The Proof Is In The Taste
A great way to learn about choosing and enjoying wine is by attending a wine tasting. Whether held at a winery or enjoyed at a farmer’s market or trade show display, tasting is a sure way to discover what you like.
Additionally, attending a wine tasting would give you an opportunity to ask questions from the experts about everything from stemware to serving temperature to how to estimate required quantities; things that a great host or hostess needs to know.

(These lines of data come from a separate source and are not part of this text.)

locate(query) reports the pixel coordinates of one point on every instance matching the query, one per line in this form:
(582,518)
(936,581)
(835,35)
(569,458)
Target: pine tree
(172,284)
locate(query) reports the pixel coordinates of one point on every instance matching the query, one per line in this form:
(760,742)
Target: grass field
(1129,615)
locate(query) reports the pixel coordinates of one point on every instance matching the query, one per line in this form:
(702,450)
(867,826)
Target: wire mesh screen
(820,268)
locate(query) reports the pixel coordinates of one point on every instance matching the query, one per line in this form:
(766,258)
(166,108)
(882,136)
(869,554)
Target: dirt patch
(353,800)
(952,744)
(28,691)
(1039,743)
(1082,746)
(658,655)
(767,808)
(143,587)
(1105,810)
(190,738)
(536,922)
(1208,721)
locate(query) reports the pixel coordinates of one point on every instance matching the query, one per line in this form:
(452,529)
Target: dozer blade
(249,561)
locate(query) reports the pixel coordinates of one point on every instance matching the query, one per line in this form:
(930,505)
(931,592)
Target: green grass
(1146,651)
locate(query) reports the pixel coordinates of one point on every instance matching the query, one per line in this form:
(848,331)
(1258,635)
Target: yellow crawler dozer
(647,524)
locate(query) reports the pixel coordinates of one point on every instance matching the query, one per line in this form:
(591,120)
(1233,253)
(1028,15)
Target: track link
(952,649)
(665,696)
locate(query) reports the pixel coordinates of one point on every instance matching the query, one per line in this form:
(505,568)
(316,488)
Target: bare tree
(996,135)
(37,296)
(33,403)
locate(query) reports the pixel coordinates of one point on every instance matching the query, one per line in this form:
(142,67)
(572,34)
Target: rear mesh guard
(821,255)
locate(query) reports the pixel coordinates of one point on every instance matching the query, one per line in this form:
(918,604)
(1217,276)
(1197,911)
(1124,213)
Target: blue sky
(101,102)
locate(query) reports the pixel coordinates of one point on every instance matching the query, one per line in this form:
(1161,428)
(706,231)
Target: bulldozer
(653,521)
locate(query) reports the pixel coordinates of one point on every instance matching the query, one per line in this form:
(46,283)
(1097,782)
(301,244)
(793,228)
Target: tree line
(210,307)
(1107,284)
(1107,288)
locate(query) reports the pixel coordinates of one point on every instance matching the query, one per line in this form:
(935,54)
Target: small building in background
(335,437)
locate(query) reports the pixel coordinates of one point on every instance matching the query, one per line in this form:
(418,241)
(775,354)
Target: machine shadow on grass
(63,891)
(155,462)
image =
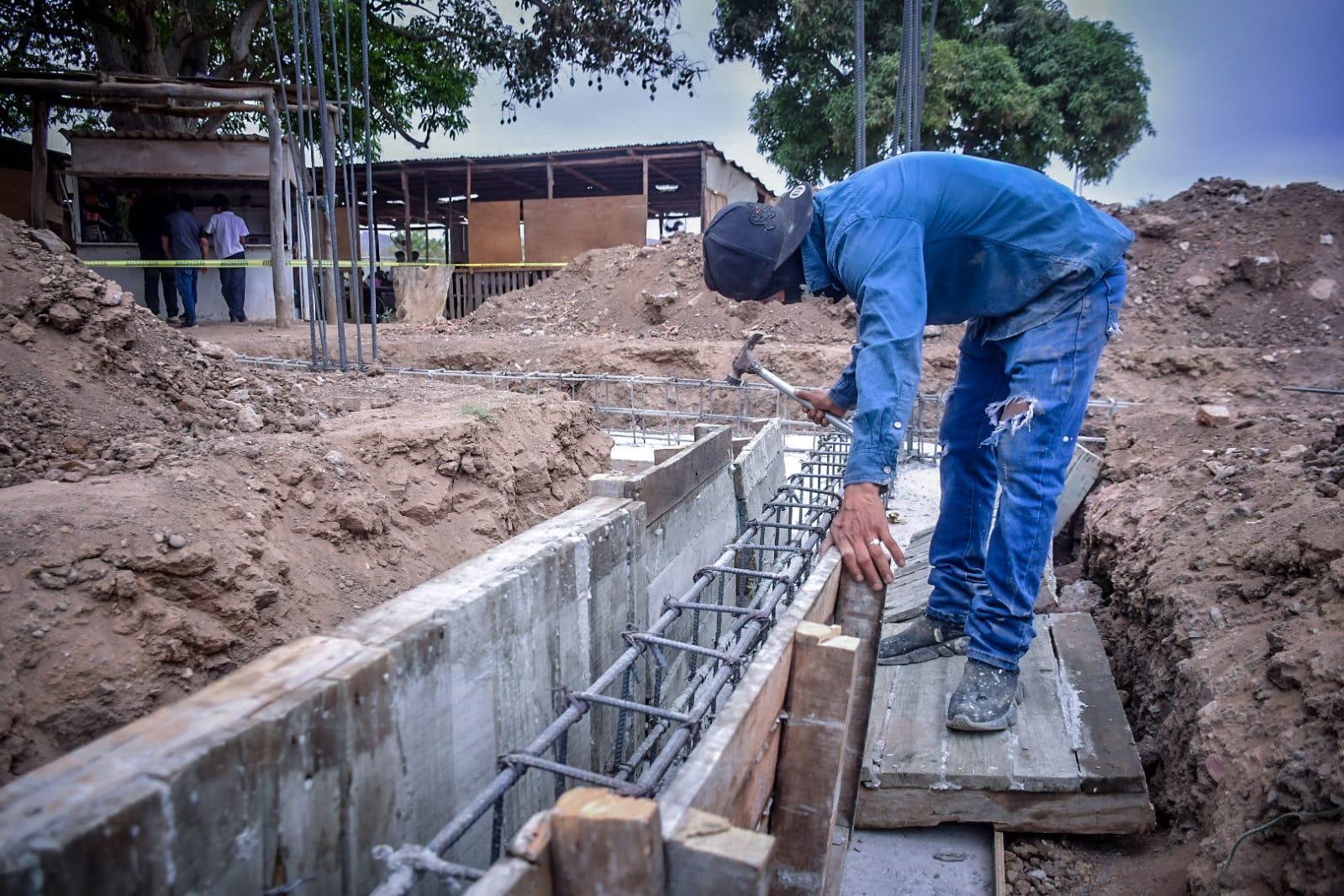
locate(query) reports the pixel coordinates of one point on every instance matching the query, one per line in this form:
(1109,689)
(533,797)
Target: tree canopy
(425,55)
(1014,80)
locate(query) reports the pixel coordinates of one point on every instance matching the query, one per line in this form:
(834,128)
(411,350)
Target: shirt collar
(814,267)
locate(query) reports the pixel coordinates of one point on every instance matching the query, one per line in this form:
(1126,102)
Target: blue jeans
(187,292)
(233,284)
(1009,429)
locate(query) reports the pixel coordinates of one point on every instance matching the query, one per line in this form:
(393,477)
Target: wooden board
(1082,474)
(719,768)
(493,233)
(1012,810)
(1108,759)
(1072,746)
(556,230)
(810,755)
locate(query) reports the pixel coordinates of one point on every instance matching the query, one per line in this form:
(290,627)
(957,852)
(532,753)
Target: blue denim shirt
(941,238)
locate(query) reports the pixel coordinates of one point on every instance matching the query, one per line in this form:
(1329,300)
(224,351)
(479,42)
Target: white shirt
(228,231)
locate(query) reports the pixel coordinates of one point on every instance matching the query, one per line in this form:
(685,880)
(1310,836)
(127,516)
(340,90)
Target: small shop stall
(112,170)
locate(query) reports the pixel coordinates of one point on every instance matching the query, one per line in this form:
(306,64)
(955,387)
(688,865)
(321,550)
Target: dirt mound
(653,292)
(1220,551)
(100,386)
(171,516)
(1222,556)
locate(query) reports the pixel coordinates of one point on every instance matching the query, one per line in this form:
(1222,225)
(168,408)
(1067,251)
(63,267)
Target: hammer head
(745,361)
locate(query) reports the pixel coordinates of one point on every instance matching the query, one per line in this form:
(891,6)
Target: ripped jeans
(1009,430)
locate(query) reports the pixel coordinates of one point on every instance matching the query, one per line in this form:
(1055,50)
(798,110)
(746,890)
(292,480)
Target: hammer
(746,361)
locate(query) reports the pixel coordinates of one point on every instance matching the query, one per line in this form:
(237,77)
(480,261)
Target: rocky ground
(167,514)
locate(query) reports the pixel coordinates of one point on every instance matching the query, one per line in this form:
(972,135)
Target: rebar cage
(661,410)
(650,709)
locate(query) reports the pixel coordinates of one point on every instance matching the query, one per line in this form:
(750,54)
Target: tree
(1012,80)
(424,55)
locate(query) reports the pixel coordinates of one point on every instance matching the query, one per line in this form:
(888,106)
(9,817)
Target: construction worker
(1038,276)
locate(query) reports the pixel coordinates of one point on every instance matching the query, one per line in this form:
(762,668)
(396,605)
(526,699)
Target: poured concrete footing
(301,762)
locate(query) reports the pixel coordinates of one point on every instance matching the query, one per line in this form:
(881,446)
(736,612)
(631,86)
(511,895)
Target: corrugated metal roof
(542,156)
(161,134)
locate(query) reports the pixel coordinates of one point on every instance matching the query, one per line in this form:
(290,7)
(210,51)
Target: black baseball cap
(747,242)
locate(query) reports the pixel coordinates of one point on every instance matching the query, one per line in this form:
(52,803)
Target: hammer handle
(788,390)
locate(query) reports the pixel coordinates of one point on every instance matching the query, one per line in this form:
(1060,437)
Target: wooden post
(606,846)
(707,855)
(38,192)
(810,755)
(406,210)
(280,281)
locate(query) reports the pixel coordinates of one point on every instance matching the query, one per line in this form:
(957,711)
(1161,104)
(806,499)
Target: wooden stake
(38,193)
(707,855)
(281,281)
(861,617)
(606,846)
(810,755)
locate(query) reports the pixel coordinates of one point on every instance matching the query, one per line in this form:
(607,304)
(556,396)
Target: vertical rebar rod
(328,197)
(368,187)
(861,100)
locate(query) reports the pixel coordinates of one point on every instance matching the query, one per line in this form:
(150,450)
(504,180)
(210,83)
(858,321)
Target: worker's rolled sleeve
(881,262)
(846,391)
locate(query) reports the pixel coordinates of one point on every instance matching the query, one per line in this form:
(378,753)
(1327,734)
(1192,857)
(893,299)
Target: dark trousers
(187,289)
(156,277)
(233,284)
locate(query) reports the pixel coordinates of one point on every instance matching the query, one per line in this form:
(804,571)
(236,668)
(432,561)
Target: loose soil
(170,514)
(1210,555)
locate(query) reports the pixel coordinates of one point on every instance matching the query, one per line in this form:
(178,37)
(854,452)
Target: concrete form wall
(303,761)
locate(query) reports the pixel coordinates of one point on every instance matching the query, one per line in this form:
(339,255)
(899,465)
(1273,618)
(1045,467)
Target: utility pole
(861,100)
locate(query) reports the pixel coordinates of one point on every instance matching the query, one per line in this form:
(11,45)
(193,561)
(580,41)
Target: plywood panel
(493,235)
(556,230)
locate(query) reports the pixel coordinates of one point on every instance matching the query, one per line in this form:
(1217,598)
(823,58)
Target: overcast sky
(1241,89)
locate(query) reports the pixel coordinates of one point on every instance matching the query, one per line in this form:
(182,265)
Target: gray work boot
(921,641)
(985,700)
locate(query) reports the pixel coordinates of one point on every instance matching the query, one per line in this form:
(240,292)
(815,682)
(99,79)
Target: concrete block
(667,484)
(758,471)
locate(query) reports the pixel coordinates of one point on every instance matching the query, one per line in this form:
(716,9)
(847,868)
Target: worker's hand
(861,531)
(821,404)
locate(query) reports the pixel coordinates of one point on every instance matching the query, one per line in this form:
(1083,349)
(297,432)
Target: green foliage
(424,56)
(1012,80)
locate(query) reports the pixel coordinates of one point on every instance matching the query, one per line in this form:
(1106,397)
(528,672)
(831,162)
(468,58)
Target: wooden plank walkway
(1067,766)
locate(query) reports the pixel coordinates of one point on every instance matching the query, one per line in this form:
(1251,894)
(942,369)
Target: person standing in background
(184,240)
(228,231)
(147,227)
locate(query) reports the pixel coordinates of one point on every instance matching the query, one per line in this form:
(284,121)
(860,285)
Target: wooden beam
(810,755)
(1000,872)
(281,280)
(585,177)
(406,213)
(707,855)
(527,868)
(606,846)
(861,617)
(718,770)
(38,191)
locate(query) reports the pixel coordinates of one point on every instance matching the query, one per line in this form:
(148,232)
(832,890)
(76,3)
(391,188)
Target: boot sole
(1000,723)
(955,648)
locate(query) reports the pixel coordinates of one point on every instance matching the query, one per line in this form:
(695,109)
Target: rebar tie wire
(670,727)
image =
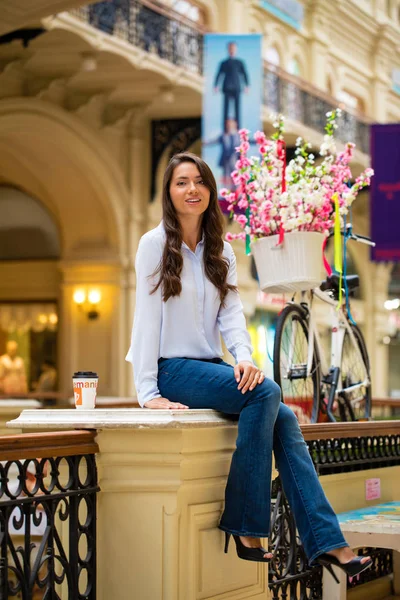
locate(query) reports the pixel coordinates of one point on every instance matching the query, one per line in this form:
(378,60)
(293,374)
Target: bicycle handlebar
(362,239)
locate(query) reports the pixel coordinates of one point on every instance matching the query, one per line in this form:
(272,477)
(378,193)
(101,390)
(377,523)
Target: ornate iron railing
(48,516)
(334,449)
(300,101)
(151,27)
(160,30)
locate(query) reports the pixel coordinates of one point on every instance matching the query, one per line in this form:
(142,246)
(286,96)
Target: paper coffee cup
(85,389)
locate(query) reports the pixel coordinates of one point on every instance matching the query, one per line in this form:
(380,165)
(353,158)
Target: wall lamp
(88,302)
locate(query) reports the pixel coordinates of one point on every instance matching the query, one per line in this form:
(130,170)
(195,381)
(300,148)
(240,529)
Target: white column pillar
(319,15)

For now, here are some tried and true wine and food pairings to try. They are a good place to start your education. Before you know it, you will be confidently mixing, matching and creating your own favourite pairings!
Light 11%-12.5% alcohol
Tasting notes: Fresh, young and fruity wines, bright acidity and moderate tannins
- Gamay noir
- Pinot noir
- Older reds
- Light Cabernet franc
Pairs well with: Rich fish with red wine or cream sauces, game birds, roasted fowl, pasta or risotto, pizza, lamb, firm cheeses
Rich 12.5%-14.9% alcohol
Tasting notes: Ripe with fruit flavours of berries or plums, accents of smoke, toast or spice; firm tannins; great with meat
- Cabernet sauvignon
- Cabernet franc
- Bordeaux blends
- Marechal foch
- Baco noir
- Full-bodied Pinot noir
- Gamay noir
Pairs well with: Rabbit, poultry, game birds in herbs; beef; lamb; meat & vegetable stews, bean-based dishes with hearty vegetables, pasta with long-simmered sauces; hard cheeses
Sweet 10%-20% alcohol
Tasting notes: High alcohol and sugar; best after dinner or anytime on their own
- Fortified fruit wine
Pairs well with: Nuts, blue-veined cheeses
Light 7.5%-11% alcohol
Tasting notes: Crisp acidity, lunch or aperitifs, goes well with acid-based foods
- Pinot blanc
- Pinot gris
- Dry Riesling
- Unoaked Chardonnay
- Sauvignon blanc
Pairs well with: Clams or oysters, delicate fish, soft cheeses, steamed vegetables
Medium 11.5%-13.5% alcohol
Tasting notes: For main courses, can stand up to strong flavours
- Oaked Chardonnay
- Off dry Riesling
- Sauvignon blanc
- Late harvest
Pairs well with: Crab, lobster, shrimp, salmon, tuna, mackerel, roast chicken or turkey, baked ham, roasted pork or veal, pasta with cream sauce, semi-soft cheeses, poached fruit, flans and crepes
Heavy 14%-20% alcohol
Tasting notes: For after dinner since it is usually higher in sugar
Pairs well with: Hard cheeses
To Sum It Up
You now have everything you need to choose wines wisely! We are certain you will be the envy of your happy guests.